Boss, Sarge, Ma Vader, all these names and more, but to me and so many others she was someone we called friend. She was a mentor, a person we could depend on, and a shoulder to lean on when we needed it. For me, she was the one who, when I showed up to a local event and found that the autocrat and staff hadn’t done their job, Adriana took over and made a feast from scratch. The event has been called “The event I showed up to, and found out I was the autocrat.” She came to the event to enjoy herself, but instead comfortably gave her time and energy to save the event. She was like that.  The other memory I have of her is best illustrated by one of the pictures, the one in roman garb (shown above right). Adriana indeed played Roman. Of course that was the time when I and so many young SCAdians were playing “Generic Early Period Celt.” For those of us who were also fortunate enough to have Adriana as a friend, that meant we had our own personal Roman. Good-natured jokes and songs could be directed at Rome while Adriana gamely feigned outrage and played our dignified Roman adversary. The game was fun, and more importantly made us feel we had a place in the SCA. Of course it also meant that if she needed someone to help with an event in any capacity, these unruly Celts were the people she would ask. There may not be many of those badly dressed Celts left – many have left the SCA – but so many others are the leaders and Peers of today, including myself. She gave me a home in the SCA, and I wouldn’t be here today if not for Adriana.

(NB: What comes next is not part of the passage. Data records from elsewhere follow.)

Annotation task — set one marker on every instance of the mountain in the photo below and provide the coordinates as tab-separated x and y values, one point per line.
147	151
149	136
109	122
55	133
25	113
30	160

Meesteress Odriana, who is currently seneschal of the Debatable Lands, says “At Agincourt we will be remembering Adriana during dinner. A place will be set for her and we will have a toast to her, where those who remember her will have an opportunity to say a few words about her as they are so moved.”

THLady Adriana’s SCA awards included the East Kingdom’s Silver Crescent for service and Burdened Tyger for autocratting a specific event, Æthelmearc’s Keystone for service, and Debatable Lands Comets for service and arts.

A GoFundMe page has been set up to help her family defray the cost of THLady Adriana’s final medical and hospice care as well as funeral expenses.